The Imha Dam is an embankment dam on the Banbyeoncheon River, a tributary of the Nakdong River, 14 km east of Andong in Gyeongsangbuk-do province, South Korea. The purpose of the dam is flood control, water supply and hydroelectric power generation. Construction on the dam began in 1987 and it was complete in 1991. The 73 m tall rock-fill, central earth-core dam creates a reservoir with a capacity of 595000000 m3 and supplies a 50 MW power station with water. It supplies water for both municipal and industrial uses to Gumi, Dagu, Masan, Changwon, Jinhae, Ulsan, and Busan.
== Floating Solar Power Plant ==
In 2025, a 47 MW floating photovoltaic power plant was commissioned at the Imha Dam reservoir. Construction began in July of 2024. Designated as South Korea's first renewable energy cluster, the facility operates in conjunction with the existing hydroelectric station to supply solar power during the day and hydropower at night.

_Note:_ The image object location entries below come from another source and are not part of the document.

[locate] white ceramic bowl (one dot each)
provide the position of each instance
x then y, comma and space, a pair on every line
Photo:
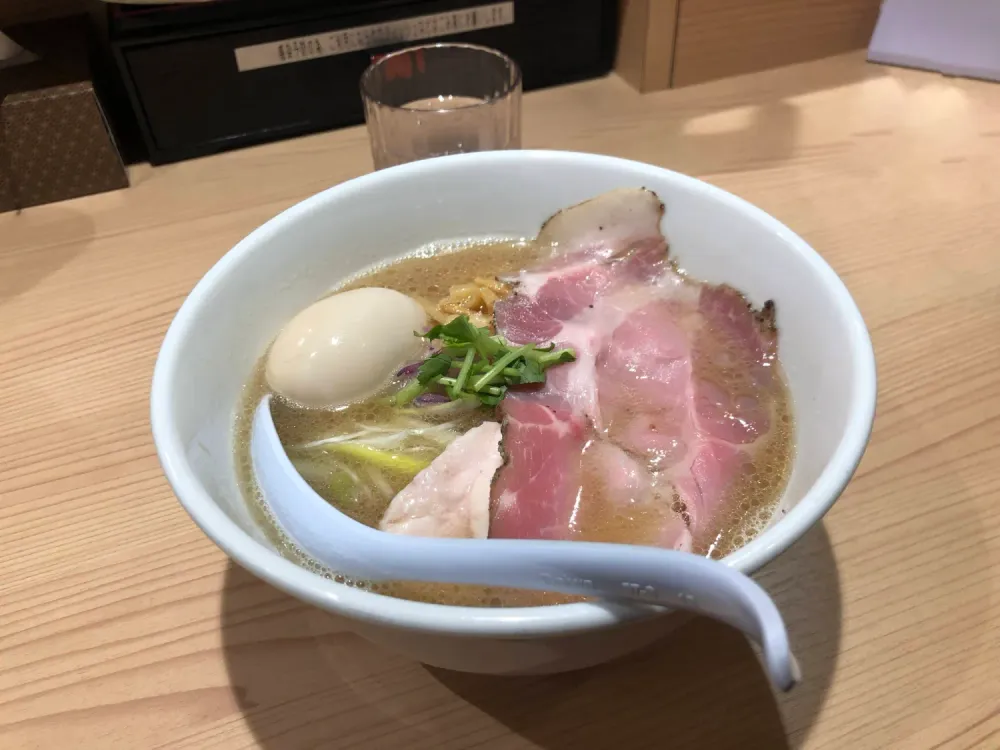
239, 306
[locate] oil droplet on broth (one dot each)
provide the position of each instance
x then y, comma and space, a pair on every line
429, 273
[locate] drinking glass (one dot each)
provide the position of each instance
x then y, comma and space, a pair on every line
439, 99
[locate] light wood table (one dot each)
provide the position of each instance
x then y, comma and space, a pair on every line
122, 626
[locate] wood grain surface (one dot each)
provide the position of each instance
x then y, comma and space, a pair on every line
122, 626
718, 38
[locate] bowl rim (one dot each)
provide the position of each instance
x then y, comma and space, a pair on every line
523, 622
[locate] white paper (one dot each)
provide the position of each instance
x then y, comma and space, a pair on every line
954, 37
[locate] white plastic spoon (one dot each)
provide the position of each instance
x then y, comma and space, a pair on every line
678, 580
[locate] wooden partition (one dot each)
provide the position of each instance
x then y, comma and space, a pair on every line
671, 43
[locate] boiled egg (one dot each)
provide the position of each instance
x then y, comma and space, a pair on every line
345, 347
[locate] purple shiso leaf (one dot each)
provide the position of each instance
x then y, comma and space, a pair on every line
409, 371
426, 399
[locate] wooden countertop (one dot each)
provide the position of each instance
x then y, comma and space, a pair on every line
122, 626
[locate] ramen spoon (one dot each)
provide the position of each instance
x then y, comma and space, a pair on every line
614, 572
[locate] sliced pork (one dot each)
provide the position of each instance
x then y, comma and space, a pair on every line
451, 497
646, 435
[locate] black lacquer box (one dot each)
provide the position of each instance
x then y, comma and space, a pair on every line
207, 77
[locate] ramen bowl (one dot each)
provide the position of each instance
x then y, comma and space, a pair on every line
234, 312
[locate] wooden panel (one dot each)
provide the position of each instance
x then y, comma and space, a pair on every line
646, 42
718, 38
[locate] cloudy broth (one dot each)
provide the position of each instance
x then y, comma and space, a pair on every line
428, 275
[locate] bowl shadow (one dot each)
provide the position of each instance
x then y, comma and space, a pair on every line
303, 680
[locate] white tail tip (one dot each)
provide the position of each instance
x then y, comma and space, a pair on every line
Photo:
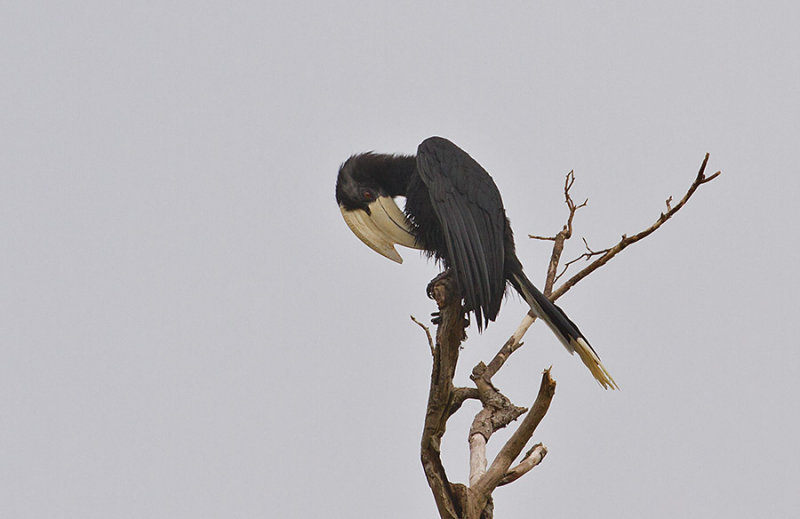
592, 361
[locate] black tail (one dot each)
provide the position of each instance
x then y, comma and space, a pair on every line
564, 329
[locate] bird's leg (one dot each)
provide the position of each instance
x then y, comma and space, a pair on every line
448, 278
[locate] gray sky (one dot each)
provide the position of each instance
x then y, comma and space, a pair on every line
188, 328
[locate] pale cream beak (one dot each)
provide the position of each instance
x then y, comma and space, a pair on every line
386, 227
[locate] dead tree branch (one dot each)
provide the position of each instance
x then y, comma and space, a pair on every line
607, 254
457, 501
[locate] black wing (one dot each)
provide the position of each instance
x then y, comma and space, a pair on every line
470, 211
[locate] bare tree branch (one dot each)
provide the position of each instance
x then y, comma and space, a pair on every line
449, 334
563, 235
427, 332
533, 457
489, 481
455, 500
699, 180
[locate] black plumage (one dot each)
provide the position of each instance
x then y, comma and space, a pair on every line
456, 215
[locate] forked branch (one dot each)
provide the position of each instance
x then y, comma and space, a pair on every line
456, 501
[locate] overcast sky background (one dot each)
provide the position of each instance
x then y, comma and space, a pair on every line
189, 329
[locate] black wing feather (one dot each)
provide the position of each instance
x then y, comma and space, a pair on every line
468, 206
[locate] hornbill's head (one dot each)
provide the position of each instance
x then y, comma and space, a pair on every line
368, 207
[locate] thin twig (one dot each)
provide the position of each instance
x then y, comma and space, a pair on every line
699, 180
427, 332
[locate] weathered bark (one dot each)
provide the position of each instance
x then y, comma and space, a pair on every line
455, 500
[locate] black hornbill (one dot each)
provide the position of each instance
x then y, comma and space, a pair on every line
454, 213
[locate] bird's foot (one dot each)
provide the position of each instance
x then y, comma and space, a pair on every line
446, 277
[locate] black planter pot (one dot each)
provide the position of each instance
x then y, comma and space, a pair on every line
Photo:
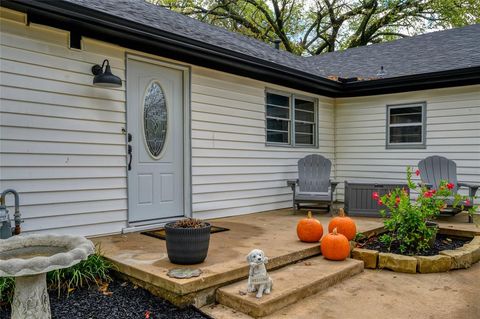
187, 246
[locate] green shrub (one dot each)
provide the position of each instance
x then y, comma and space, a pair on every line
94, 270
407, 224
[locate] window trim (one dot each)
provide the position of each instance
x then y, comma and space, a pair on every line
291, 133
406, 145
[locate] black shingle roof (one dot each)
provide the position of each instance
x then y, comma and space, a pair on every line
432, 52
166, 20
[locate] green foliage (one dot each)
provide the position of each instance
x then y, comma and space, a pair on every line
6, 289
313, 27
94, 270
407, 224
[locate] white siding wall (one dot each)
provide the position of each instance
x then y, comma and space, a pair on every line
60, 138
62, 148
453, 131
233, 171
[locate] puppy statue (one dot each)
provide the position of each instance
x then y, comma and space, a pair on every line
258, 279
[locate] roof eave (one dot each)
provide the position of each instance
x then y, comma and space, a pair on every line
417, 82
97, 25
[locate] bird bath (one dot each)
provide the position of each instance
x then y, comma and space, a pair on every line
28, 259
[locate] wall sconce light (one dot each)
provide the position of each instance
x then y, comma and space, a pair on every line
105, 78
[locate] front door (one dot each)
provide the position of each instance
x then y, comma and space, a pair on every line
155, 103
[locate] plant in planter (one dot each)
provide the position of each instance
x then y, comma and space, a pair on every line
187, 241
410, 225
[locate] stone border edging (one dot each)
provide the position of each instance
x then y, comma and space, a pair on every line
463, 257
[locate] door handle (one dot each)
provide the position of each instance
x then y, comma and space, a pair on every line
130, 157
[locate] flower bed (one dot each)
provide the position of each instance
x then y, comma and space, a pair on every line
445, 260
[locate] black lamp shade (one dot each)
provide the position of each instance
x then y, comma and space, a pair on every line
105, 79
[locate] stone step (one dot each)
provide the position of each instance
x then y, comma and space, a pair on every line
290, 284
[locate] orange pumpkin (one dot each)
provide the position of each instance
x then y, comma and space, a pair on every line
335, 246
344, 225
309, 229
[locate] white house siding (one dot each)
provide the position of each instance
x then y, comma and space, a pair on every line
453, 131
60, 138
233, 171
62, 147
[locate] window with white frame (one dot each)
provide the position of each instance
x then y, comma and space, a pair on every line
406, 125
290, 120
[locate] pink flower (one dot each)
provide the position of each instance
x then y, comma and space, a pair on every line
427, 194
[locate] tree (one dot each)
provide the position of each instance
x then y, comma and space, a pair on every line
311, 27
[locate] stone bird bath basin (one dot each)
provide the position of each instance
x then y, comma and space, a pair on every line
28, 258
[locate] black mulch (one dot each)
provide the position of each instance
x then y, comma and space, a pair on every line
443, 242
125, 302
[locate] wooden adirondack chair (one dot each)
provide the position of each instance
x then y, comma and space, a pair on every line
434, 169
313, 184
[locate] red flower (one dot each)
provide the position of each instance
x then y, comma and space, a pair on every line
427, 194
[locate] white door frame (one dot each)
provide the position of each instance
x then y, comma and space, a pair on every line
187, 151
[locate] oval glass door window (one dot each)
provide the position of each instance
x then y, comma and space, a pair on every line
155, 119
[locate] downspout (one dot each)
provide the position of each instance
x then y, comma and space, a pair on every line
17, 217
335, 170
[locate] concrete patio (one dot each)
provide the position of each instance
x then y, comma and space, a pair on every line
144, 260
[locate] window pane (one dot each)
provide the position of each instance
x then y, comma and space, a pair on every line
406, 115
304, 116
277, 99
406, 134
278, 112
277, 137
280, 125
304, 139
304, 105
304, 128
155, 119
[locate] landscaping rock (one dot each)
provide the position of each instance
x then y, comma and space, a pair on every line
369, 257
438, 263
397, 263
460, 258
473, 248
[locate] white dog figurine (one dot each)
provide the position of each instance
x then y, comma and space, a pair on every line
258, 279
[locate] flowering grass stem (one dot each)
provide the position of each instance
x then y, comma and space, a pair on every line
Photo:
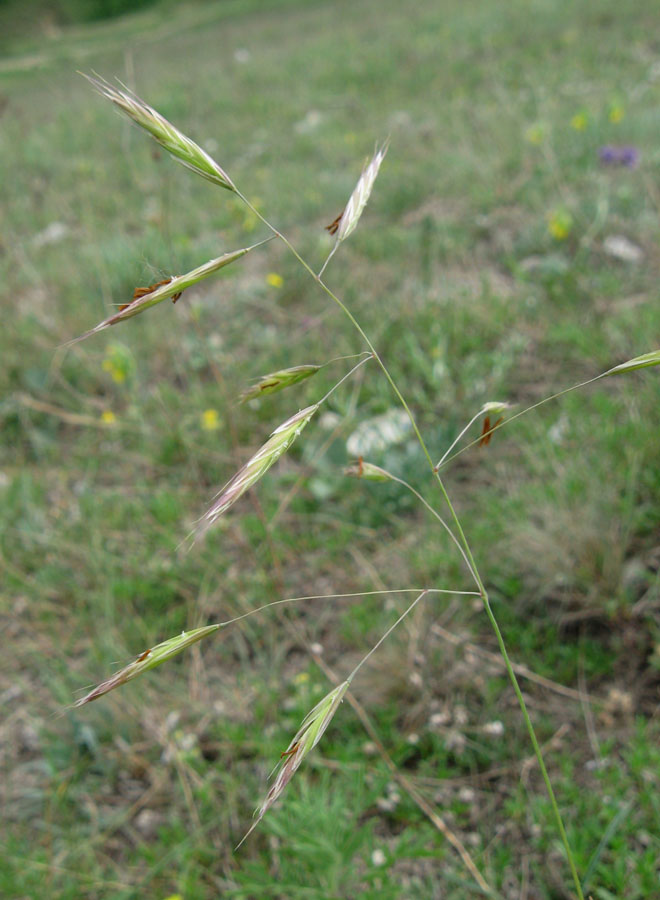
461, 536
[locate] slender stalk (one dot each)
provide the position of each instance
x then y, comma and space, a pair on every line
456, 440
461, 535
440, 519
342, 380
385, 636
258, 609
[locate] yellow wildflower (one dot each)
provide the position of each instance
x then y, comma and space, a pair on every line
210, 420
560, 223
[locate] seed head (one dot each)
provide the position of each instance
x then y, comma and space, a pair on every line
358, 199
256, 467
170, 138
368, 471
278, 381
305, 739
149, 659
172, 287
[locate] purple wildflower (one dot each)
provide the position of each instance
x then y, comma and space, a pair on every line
614, 155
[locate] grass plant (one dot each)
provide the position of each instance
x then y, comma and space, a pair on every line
317, 720
482, 268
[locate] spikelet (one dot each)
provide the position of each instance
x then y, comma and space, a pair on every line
148, 660
305, 739
171, 288
278, 381
368, 471
639, 362
358, 199
496, 407
257, 466
170, 138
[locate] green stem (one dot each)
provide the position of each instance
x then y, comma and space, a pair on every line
468, 552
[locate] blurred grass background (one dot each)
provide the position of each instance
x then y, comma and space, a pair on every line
484, 268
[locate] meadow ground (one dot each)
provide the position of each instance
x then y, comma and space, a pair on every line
499, 258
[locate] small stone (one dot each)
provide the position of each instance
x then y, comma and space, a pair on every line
618, 246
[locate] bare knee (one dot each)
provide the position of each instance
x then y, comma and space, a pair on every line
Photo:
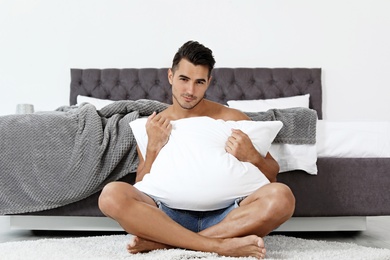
112, 198
281, 200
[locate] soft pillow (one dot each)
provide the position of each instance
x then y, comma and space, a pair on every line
194, 172
97, 102
353, 139
262, 105
295, 157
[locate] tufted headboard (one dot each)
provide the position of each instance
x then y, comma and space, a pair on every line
227, 84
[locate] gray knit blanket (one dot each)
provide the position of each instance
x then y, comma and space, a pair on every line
51, 159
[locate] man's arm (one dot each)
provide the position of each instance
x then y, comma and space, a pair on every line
158, 129
241, 147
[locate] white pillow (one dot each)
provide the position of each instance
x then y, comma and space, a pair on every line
353, 139
295, 157
97, 102
262, 105
194, 172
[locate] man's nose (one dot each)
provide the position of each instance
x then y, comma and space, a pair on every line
191, 88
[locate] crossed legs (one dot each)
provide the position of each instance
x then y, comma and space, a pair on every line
239, 234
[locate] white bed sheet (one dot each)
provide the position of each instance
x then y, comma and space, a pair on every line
353, 139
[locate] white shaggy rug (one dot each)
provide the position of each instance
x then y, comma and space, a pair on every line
113, 247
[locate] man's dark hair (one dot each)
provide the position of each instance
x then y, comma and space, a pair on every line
195, 53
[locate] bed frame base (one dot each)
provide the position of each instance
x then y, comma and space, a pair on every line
295, 224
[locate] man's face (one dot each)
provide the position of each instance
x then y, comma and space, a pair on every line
189, 83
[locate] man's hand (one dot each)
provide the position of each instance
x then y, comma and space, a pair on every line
240, 146
158, 129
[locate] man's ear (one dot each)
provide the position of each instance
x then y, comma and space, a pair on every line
170, 76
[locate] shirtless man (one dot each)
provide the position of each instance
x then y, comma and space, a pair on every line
237, 230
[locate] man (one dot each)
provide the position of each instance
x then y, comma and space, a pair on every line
236, 230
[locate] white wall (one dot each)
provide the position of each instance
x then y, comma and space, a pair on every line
40, 40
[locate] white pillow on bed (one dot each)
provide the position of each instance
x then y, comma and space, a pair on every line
289, 156
194, 172
262, 105
295, 157
97, 102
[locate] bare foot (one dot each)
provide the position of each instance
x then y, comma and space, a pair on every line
138, 245
243, 246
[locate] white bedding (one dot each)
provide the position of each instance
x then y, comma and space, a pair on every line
193, 170
353, 139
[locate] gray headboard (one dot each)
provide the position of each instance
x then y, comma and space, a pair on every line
227, 84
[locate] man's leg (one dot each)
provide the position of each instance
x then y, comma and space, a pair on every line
259, 213
139, 215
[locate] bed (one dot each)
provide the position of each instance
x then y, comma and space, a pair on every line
339, 196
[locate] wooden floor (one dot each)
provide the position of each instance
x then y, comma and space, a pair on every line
377, 234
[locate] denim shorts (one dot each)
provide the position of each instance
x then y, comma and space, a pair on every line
197, 221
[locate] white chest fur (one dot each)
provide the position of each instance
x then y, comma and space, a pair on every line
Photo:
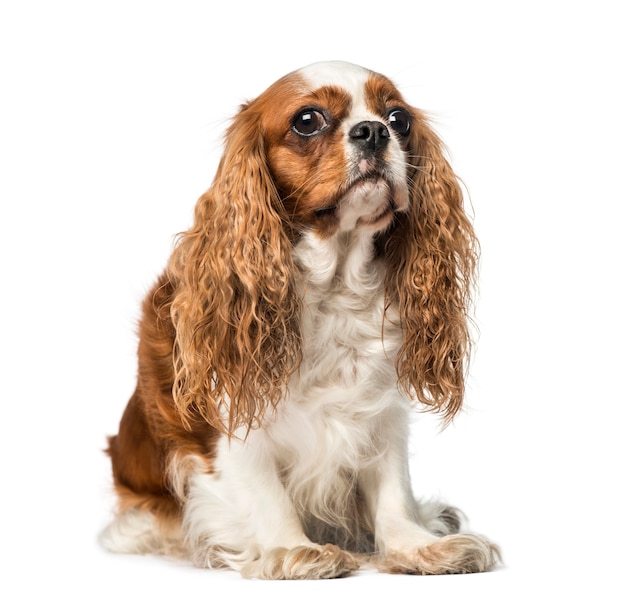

The combined hybrid hydro and solar PV is expected to generate 61 GWh annually. The project was co-developed by Korea Hydro & Nuclear Power and the Korea Water Resources Corporation at a cost of KRW 73.2 billion ($50.2 million). The floating array features a unique design with 16 structures arranged to resemble the Korean flag and national flower. The project is notable for its "Sunlight Pension" community participation model, which allows approximately 4,500 local residents to share in the profits generated by the plant.